Questa volta correva anche Caio ed era uno dei favoriti. Indossava una maglia nuova, rossa fiammante, con la scritta " Velo Club Bianchi " sulla schiena.
La partenza fu data alle tre in punto. Tutti avevano preparato un piano di battaglia ma Caio correva così per correre, col sorriso sulle labbra.
Benché il sole faticasse a farsi vedere fra le nubi la giornata era calda e afosa. Sulla salita di Novazzano Caio era già in testa seguito a ruota da Pippo il longilineo e da quel tracagnotto di Marcello. Gli altri seguivano sparsi in fila indiana aspettando il momento più propizio per operare lo scatto decisivo.
Caio era irresistibile. Raggomitolato sulla sua rossa bici era ormai solo e procedeva impassibile a testa bassa. Avevano superato Novazzano e si stavano dirigendo verso Genestrerio. Pippo e Marcello si davano il cambio a tirare e, degli altri, solo Mario era riuscito a staccarsi dal gruppo.
A Geneslrerio erano di nuovo tutti insieme. Caio, sentendosi solo e non impegnato, aveva rallentato il ritmo e si era lasciato riassorbire. Ora procedevano tranquilli verso Stabia. Qualche auto li sorpassava strombazzando. Il sole decise finalmente di farsi vedere disperdendo le nubi intorno a sé. Carletto, il giudice di gara, pedalava con un certo affanno sulla sua nuova bicicletta gialla da corsa.
Dopo Stabia Peo operò un allungo rabbioso passando al comando con ben duecento metri di vantaggio ma Caio si lanciò subito all'inseguimento e la corsa si riaccese.
A Ligornetto, dove entrarono a gran velocità, Caio era di nuovo in testa e Peo, avendo dato tutto in quell'allungo cercava disperato e ansante di stargli a ruota ma lo si vedeva sudare come una fontanella ormai spompato e in difficoltà.
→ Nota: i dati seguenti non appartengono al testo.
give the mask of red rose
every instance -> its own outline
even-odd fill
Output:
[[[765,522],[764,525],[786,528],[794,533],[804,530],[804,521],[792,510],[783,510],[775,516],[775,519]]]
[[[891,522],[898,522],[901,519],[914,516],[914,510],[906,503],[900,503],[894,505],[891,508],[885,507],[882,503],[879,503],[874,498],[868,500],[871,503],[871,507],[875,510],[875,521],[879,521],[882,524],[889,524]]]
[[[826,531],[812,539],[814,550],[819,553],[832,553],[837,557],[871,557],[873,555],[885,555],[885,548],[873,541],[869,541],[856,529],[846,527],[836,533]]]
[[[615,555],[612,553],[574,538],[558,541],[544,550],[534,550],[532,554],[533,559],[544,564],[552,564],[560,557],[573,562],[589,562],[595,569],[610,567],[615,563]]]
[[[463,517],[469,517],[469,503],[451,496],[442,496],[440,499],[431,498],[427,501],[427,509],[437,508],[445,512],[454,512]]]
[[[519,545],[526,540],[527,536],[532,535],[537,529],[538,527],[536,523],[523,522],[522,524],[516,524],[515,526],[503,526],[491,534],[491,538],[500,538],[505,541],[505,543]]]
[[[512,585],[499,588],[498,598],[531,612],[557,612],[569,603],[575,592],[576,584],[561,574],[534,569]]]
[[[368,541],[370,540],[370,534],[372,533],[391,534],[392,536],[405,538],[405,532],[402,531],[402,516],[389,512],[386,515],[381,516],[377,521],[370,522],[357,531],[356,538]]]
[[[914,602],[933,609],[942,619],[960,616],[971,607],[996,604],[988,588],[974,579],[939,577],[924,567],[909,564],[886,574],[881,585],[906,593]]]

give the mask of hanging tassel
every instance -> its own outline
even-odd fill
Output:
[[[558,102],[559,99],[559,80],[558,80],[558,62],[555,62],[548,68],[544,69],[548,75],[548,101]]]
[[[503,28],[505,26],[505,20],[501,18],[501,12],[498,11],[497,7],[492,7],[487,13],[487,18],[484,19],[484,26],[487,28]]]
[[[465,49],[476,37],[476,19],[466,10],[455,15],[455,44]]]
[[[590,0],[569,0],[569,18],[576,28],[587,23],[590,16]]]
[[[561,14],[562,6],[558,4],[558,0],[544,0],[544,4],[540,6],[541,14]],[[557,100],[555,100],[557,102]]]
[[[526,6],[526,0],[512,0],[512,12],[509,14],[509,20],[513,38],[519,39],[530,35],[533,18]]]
Sembravano un'unica cosa la bici e Caio curvo su di essa con le braccia larghe sul manubrio. Ormai solo correva fluido e sorridente verso il traguardo con la vittoria in tasca.

Ma sulla curva per Coldrerio perse l'equilibrio e sbandò tutto a sinistra. Il camion proveniente da quella parte tentò una disperata e cigolante frenata.
Al funerale di Caio c'erano tutti i ragazzini del paese e nessuno avrebbe mai pensato che potessero essere così tanti.